During the Democratic Presidential debates, Hillary Clinton, jokingly perhaps, referred to Republicans as her enemies. Later, Joe Biden, announcing and explaining his decision not to run for the Democratic nomination, said that Republicans were not enemies, but opponents. In these times when political acrimony is so intense that our legislators have trouble getting anything accomplished, it occurs to me that it is better to think of the political parties as partners in the quest for a balance of power.
The familiar image of the scales of justice comes to mind. The distinguishing characteristic of the scales is that the two sides are perfectly balanced. On such a scale, balance is achieved when the weights on each side are exactly the same. But does that mean that the objects or substances on each side are necessarily identical? Different objects or substances may have the same weight or value, but still be different. Similarly, two different philosophies about how to find solutions for problems, or two different value systems, may be good, but different. Where people’s value systems are different, if they are to live peaceably together, some sort of balance between them must be maintained.
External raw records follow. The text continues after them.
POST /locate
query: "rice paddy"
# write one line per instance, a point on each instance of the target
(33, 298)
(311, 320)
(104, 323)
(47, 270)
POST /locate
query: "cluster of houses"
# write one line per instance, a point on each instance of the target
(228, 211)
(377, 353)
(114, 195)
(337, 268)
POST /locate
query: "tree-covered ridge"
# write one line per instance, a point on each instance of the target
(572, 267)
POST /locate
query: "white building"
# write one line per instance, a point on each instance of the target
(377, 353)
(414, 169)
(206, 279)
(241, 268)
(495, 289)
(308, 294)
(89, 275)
The architects of our form of government recognized that if tyranny is to be avoided, one group of people must not get too much power. In their effort to achieve balance and fairness, they created the three branches of government with which we are familiar. Granted, they themselves often fell short of the ideals of equality and democracy for which they strived. But the principles for which they stood are good ones.
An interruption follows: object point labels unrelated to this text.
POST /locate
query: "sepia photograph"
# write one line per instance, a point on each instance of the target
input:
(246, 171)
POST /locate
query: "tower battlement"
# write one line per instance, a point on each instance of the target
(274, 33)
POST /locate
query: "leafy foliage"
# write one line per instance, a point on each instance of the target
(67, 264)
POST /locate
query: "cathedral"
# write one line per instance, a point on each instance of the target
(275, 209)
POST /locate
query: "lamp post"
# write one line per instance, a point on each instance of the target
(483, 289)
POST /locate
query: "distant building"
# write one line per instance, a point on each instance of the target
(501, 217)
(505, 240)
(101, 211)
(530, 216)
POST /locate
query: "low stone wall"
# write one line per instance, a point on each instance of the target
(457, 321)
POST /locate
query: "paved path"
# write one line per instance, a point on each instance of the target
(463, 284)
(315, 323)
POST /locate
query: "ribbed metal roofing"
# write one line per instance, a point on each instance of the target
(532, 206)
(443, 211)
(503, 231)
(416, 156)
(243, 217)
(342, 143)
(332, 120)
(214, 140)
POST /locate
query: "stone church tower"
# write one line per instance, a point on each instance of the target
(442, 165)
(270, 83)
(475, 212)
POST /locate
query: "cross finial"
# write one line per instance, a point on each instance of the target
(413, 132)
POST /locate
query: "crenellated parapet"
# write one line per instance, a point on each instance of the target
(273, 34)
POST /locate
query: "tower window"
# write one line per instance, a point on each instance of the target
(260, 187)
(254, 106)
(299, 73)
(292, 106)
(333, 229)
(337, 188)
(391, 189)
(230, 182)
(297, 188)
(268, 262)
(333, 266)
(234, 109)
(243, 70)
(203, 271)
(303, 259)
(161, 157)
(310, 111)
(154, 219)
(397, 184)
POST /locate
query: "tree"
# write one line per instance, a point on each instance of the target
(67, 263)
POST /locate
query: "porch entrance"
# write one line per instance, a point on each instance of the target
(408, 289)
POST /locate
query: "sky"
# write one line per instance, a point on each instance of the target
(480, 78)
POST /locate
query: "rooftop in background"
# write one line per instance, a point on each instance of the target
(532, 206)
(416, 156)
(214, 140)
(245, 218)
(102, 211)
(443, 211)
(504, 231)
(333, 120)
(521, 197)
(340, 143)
If we are to live together in harmony, we must have balance between the government and private sector, balance between labor and management, balance between the rights of the various racial, ethnic and religious groups.
But three branches of government are not enough to insure that fairness will prevail. If we are to live together in harmony, we must have balance between the government and private sector, balance between labor and management, balance between the rights of the various racial, ethnic and religious groups. Otherwise, as has happened in the past, one special interest group can control all three branches of government. The opposing political parties help to insure that balance.
All of us need a corrective to our perspectives from time to time. I am reminded of the tiny lemmings, rodents who will follow the herd over a cliff to their deaths. When we constantly hear one point-of-view all the time, we are in danger of becoming like the lemmings. Extremism in any cause is dangerous. As much as we prefer not to hear opinions that conflict with our own biases, we need to hear them. We are all Americans. If we are to find the most optimum compromise between safety and freedom for all, we must reach out to each other across political boundaries, and all the other boundaries that divide us.